On 03-03-14 19:24, Eli Naeher wrote:
Hello,
I have two versions of essentially the same query; one using nested
joins, the other using subselects. The version using the subselect is
roughly an order of magnitude faster (~70ms on my box and data vs
~900ms for the nested joins). Of course the obvious answer here is
just to use the faster version, but I'd like to understand why the
other version is so slow. These queries are automatically generated by
our code and I'd like to feel more informed when deciding what style
of query it should be generating (and to know whether there is a way
to write the nested-join queries that will more closely approach the
performance of the subselect).
(The table aliasing is an artifact of the code that is generating this
query--I assume there is no big performance impact there, but perhaps
that assumption is mistaken.)
The join version:
(SELECT DISTINCT resource_type_1.*
FROM resource_type AS resource_type_1
LEFT JOIN group_authorization AS group_authorization_2
INNER JOIN group_member AS group_member_4
ON ( ( group_authorization_2.person_oid =
group_member_4.person_oid )
AND ( group_authorization_2.group_oid =
group_member_4.group_oid ) )
INNER JOIN wco_group AS group_5
ON ( group_authorization_2.group_oid =
group_5.obj_oid )
ON ( resource_type_1.obj_oid =
group_authorization_2.rtype_oid )
WHERE ( ( ( ( ( group_5.end_date IS NULL )
OR ( group_5.end_date >=
'2014-03-03T18:08:23.543001Z' ) )
AND ( ( group_member_4.expire IS NULL )
OR ( group_member_4.expire >=
'2014-03-03T18:08:23.543001Z'
) )
AND ( ( group_authorization_2.expire IS NULL )
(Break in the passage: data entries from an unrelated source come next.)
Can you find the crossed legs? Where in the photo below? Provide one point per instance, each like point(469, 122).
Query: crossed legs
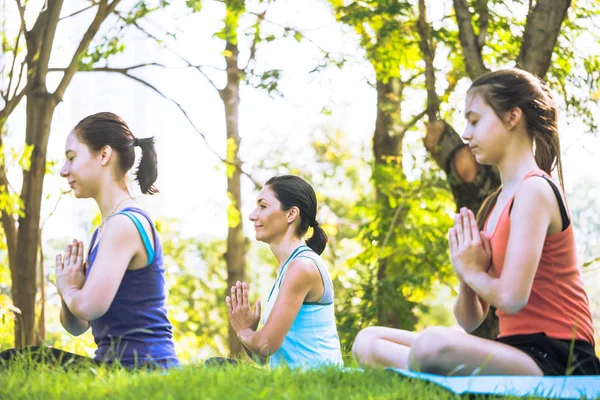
point(441, 351)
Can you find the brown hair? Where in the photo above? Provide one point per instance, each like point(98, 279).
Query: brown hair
point(506, 89)
point(292, 191)
point(108, 129)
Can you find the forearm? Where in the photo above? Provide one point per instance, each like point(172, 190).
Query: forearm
point(493, 291)
point(75, 326)
point(256, 342)
point(82, 305)
point(469, 309)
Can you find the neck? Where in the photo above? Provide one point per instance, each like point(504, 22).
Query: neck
point(110, 196)
point(283, 247)
point(514, 167)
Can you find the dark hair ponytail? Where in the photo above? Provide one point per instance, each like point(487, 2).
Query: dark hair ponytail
point(506, 89)
point(108, 129)
point(293, 191)
point(147, 171)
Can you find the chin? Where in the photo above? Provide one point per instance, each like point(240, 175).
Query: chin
point(260, 237)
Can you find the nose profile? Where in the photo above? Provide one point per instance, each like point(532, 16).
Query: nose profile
point(252, 216)
point(63, 171)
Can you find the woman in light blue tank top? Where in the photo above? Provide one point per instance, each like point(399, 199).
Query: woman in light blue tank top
point(299, 327)
point(120, 291)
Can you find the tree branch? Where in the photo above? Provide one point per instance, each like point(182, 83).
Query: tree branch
point(19, 81)
point(8, 222)
point(94, 4)
point(158, 41)
point(428, 56)
point(21, 14)
point(52, 14)
point(540, 36)
point(259, 18)
point(11, 76)
point(123, 69)
point(185, 114)
point(484, 21)
point(468, 40)
point(104, 10)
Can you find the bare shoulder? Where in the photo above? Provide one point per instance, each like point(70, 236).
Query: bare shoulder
point(303, 270)
point(120, 227)
point(535, 192)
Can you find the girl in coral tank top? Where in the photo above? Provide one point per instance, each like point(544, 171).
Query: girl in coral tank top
point(517, 255)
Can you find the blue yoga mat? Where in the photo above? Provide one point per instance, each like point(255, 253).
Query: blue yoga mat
point(552, 387)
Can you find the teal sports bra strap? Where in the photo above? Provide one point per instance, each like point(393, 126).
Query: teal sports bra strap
point(142, 232)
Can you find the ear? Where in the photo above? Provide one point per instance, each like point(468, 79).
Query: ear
point(105, 155)
point(293, 214)
point(514, 117)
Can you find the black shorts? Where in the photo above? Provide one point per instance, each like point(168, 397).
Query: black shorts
point(555, 356)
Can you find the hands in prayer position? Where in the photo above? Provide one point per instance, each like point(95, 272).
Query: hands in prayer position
point(238, 308)
point(470, 249)
point(70, 272)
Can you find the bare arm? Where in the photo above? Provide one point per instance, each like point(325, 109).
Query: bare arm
point(118, 246)
point(470, 310)
point(534, 210)
point(71, 323)
point(301, 280)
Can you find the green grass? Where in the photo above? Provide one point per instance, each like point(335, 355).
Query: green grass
point(197, 382)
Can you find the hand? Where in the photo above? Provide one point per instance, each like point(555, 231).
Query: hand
point(70, 273)
point(238, 308)
point(470, 249)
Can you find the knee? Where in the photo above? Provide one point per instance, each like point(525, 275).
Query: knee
point(362, 346)
point(431, 348)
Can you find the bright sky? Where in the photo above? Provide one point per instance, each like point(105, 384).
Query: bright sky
point(191, 181)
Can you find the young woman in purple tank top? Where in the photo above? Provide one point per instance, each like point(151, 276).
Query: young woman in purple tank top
point(122, 298)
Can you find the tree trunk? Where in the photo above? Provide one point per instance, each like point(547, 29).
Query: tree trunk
point(387, 142)
point(236, 243)
point(39, 111)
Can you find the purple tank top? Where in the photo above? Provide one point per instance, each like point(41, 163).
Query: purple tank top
point(135, 330)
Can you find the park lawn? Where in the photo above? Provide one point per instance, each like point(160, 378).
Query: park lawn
point(196, 382)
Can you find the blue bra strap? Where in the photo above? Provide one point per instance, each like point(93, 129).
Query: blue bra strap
point(143, 234)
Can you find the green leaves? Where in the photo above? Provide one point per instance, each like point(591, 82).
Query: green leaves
point(101, 52)
point(268, 80)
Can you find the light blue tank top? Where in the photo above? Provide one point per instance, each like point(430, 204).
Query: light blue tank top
point(312, 340)
point(135, 329)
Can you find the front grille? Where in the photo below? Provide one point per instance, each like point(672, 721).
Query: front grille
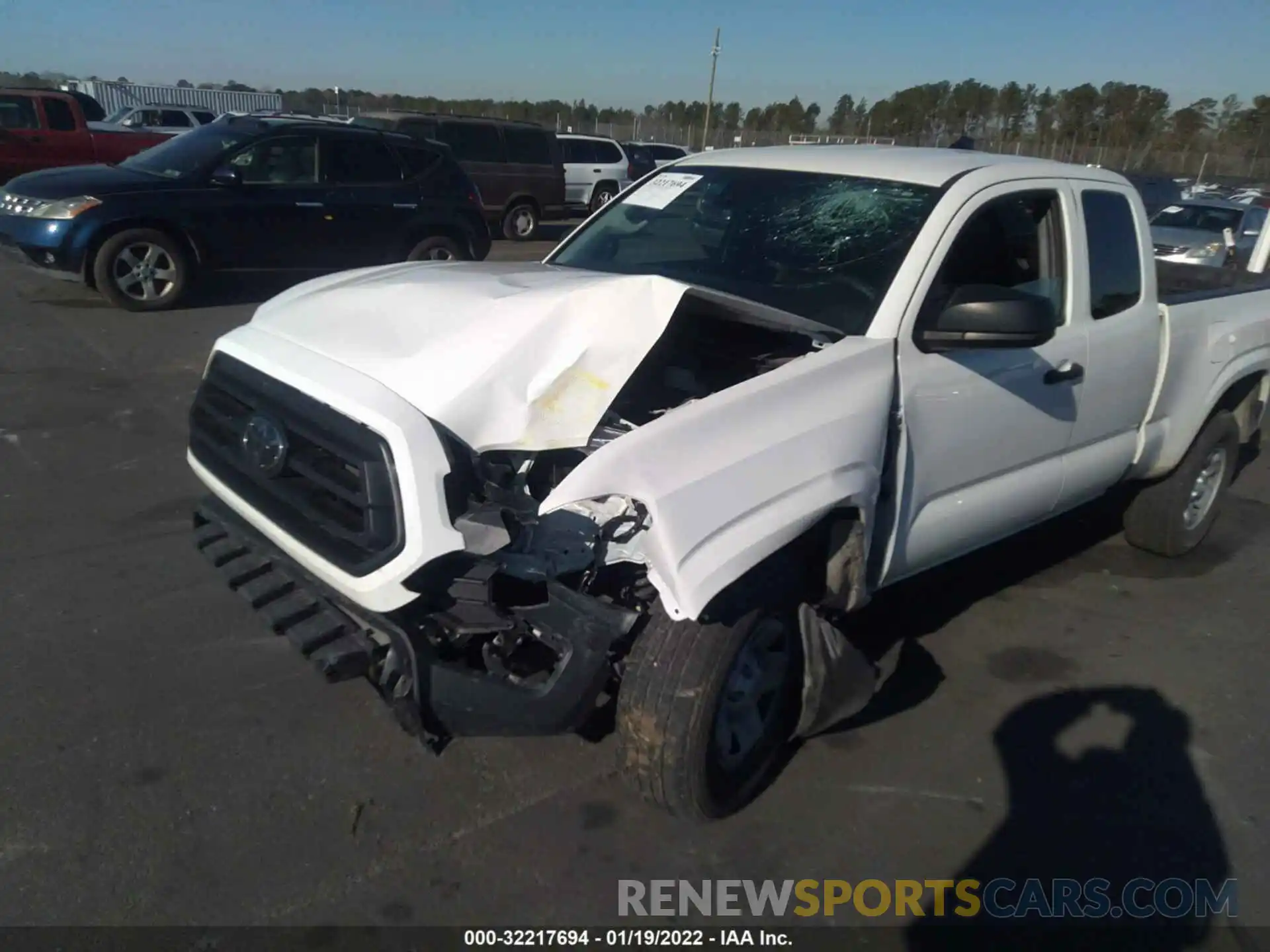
point(334, 489)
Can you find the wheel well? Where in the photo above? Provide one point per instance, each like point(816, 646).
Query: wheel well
point(113, 229)
point(523, 200)
point(824, 565)
point(1246, 401)
point(427, 231)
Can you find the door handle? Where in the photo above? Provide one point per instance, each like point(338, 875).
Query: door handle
point(1067, 372)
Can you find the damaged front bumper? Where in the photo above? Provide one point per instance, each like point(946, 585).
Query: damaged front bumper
point(403, 653)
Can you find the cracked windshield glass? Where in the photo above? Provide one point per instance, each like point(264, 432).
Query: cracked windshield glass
point(822, 247)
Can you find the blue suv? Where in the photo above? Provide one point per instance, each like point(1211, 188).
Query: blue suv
point(244, 193)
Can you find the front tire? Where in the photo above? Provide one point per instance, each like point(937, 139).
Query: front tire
point(142, 270)
point(521, 222)
point(704, 711)
point(439, 248)
point(1173, 517)
point(603, 194)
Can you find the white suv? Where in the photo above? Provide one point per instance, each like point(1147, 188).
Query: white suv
point(665, 154)
point(595, 171)
point(160, 118)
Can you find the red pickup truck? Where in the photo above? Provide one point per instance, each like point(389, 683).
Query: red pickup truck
point(42, 128)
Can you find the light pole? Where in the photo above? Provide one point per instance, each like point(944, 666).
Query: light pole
point(714, 63)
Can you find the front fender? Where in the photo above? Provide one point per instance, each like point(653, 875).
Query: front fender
point(734, 477)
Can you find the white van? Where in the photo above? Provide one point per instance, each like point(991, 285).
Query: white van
point(595, 171)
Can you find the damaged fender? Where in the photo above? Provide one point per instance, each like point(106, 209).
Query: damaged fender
point(730, 479)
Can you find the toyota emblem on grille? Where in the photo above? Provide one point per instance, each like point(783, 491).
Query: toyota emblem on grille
point(265, 446)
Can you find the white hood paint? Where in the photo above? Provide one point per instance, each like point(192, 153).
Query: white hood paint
point(505, 356)
point(531, 356)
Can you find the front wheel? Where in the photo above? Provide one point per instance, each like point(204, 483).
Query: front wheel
point(1173, 517)
point(704, 711)
point(142, 270)
point(439, 248)
point(603, 196)
point(521, 222)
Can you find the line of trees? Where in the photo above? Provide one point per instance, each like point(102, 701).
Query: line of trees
point(1117, 114)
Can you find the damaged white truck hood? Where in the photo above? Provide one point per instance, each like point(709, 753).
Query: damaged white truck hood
point(503, 354)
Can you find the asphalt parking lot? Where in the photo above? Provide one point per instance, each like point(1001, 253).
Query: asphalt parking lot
point(165, 761)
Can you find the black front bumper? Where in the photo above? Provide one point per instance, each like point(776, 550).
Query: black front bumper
point(447, 698)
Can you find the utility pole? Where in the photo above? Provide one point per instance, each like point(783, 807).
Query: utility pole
point(714, 63)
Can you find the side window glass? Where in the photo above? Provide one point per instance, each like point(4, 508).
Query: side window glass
point(18, 113)
point(417, 160)
point(1115, 264)
point(1014, 241)
point(578, 151)
point(527, 146)
point(607, 153)
point(419, 130)
point(360, 161)
point(59, 114)
point(280, 161)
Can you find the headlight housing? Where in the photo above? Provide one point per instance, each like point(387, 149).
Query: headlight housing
point(46, 208)
point(1209, 251)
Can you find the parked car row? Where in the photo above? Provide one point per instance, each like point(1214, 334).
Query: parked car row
point(527, 175)
point(1210, 233)
point(42, 128)
point(243, 193)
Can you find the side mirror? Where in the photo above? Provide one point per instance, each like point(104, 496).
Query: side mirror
point(228, 177)
point(980, 317)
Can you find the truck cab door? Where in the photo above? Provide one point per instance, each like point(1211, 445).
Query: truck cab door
point(21, 136)
point(1115, 300)
point(66, 138)
point(984, 432)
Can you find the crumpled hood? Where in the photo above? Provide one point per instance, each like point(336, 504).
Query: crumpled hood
point(502, 354)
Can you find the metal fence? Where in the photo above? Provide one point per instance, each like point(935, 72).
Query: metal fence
point(114, 95)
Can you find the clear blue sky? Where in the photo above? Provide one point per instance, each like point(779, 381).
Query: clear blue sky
point(632, 54)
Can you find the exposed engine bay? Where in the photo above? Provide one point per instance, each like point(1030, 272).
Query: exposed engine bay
point(517, 563)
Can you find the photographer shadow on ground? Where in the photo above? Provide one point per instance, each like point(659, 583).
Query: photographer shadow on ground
point(1101, 786)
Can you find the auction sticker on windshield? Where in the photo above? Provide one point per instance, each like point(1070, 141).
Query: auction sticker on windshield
point(661, 190)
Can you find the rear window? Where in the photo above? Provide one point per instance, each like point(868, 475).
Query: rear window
point(527, 146)
point(360, 161)
point(578, 150)
point(1115, 266)
point(473, 141)
point(418, 128)
point(58, 113)
point(607, 153)
point(18, 113)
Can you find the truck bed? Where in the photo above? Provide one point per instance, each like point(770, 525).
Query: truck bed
point(1183, 284)
point(1216, 333)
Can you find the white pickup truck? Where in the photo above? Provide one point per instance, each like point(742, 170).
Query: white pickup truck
point(659, 469)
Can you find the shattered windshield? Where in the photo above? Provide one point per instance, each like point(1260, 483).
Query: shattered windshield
point(822, 247)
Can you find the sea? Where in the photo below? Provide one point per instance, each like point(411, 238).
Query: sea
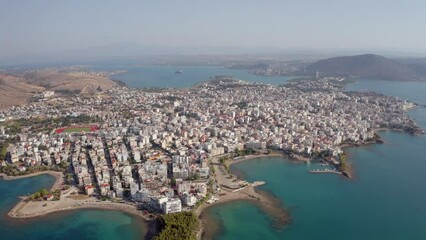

OR ( group_authorization_2.expire >=
'2014-03-03T18:08:23.543001Z'
)
)
)
AND ( group_authorization_2.person_oid = 1 ) )
OR ( resource_type_1.authorized = false ) ))
(explain (analyze, buffers) output is at http://explain.depesz.com/s/wPZL)
The subselect version:
(SELECT DISTINCT resource_type_1.*
FROM resource_type AS resource_type_1
WHERE ( ( resource_type_1.authorized = false )
OR ( resource_type_1.obj_oid IN (SELECT rtype_oid
FROM group_authorization
INNER JOIN group_member
ON ( (
group_member.group_oid
=
group_authorization.group_oid )
AND ( group_member.person_oid =
group_authorization.person_oid ) )
INNER JOIN wco_group
ON ( group_member.group_oid = wco_group.obj_oid )
WHERE ( ( group_member.person_oid = 1 )
AND ( ( group_authorization.expire >
'2014-03-03T18:11:20.553844Z' )
OR ( group_authorization.expire IS NULL ) )
AND ( ( group_member.expire >
'2014-03-03T18:11:20.553844Z' )
OR ( group_member.expire IS NULL ) )
AND ( ( wco_group.end_date >
'2014-03-03T18:11:20.553844Z' )
OR ( wco_group.end_date IS NULL ) ) )) ) ))
(explain (analyze, buffers) output is at http://explain.depesz.com/s/70dd)
This is using Postgres 9.3.3. The table wco_group has ~5000 rows,
group_member has ~15000 rows, and group_authorization is the big one
with ~385000 rows.
I noticed that the nested join version was doing a lot of seq scans
and not using the indexes. I tried setting enable_seqscan to off to
force index use, and it was a bit slower that way, so the query
optimizer is definitely doing the right thing.
Any thoughts would be much appreciated.
Thank you,
-Eli
The explains show that the join version builds up an ever larger set of
rows before finally filtering,
while the subselect manages to reduce the number of rows to 2500 and
avoids the large set.
This may be as simple as the order in which you join, inner join's
should preferably eliminate as many rows
as possible as quickly as possible.
Also, DISTINCT on * does not help, why are you getting duplicates and
why can't you filter them out before doing the final select?